Imperfect Pitch

by Absolute Thai Football

In 2010 Aby Kurvilla became Arsenal’s Fan of the Year. With much fanfare he was flown from India to North London and presented with his award at The Emirates. Amidst the euphoria he made the deadly mistake of putting a foot on the hallowed Gooner turf. I can still see his shellshocked face as the groundsman barked simultaneously with his foot hitting the turf.
Of course in Thailand things are very different. The majority of pitches are in a poor state, but the general approach to the not so hallowed turf is also hard to figure.I once went to a TPL game between Army and Muang Thong which was rained off after five minutes but the lacrosse, that’s lacrosse, game started minutes after. Even expensively constructed surfaces often suffer from overuse partly due to a lack of attention to proper training facilities. If a local school is not available, pitches are often used for first team, second team and academy training, trial games and often, as was the case for Muang Thong with TOT, as venues for other clubs.

Many clubs don’t own their stadium. Some clubs have a robust relationship with their landlords, but others don’t.
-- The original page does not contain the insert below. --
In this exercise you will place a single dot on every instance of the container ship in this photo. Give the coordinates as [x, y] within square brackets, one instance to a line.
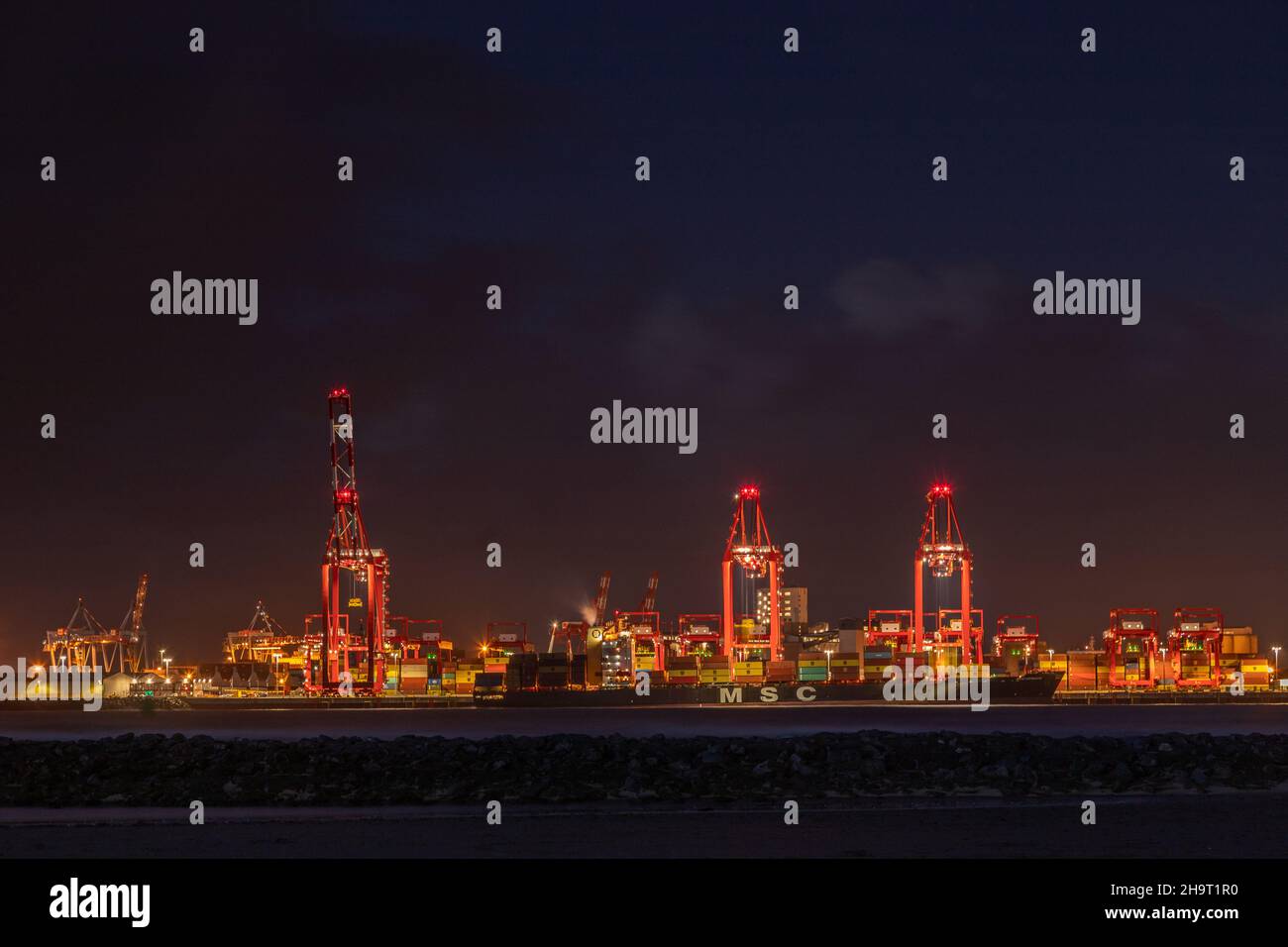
[761, 652]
The 700 Year Stadium in Chiang Mai can, honestly, be booked for your children’s birthday party. If that party has a speedway theme then the customer is always right.
Groundsmen often have little idea of the needs of pitches, with little thought given to six yard boxes or seeding rather than slicing the turf. Equipment is also usually substandard with the area 30 centimeters around the randomly positioned sprinkler a flood zone and the rest of the pitch a desert. The FA should create a short list of basic norms to train pitch staff and regularly support their progress with seminars,trips to places of best practice like Terro or Suphanburi. This may seem a minor task, but the FA Cup semi final changed venues one day before kick off due to poor pitch conditions and the FA are,ultimately, responsible for delivering football.
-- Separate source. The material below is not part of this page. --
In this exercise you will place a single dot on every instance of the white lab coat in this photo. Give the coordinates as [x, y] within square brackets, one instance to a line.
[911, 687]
Ironically, the Thai style of play is often a technical, passing game. If the surface was designed for a lump it and run pub team pitches would be perfect, but only enlightened clubs like Chonburi have created a surface that mirrors their playing style rather than undermining it.
As stadiums are upgraded pitches should improve, but the mindset needs to alter too. This is why a groundsman is a vital part of the club, not just a bin man with a pitchfork.
An English groundsman is part attack dog and part fan. He is almost resentful of himself for daring to cross the pitch threshold, his sullen expression resentfully acknowledging that, when Rooney scores, he will tear up his beloved grass with a raucous knee slide. We don’t need that level of manic possessiveness, but hiring experienced professionals who trains others in best practice would be a start. Who knows; it might even work for referees.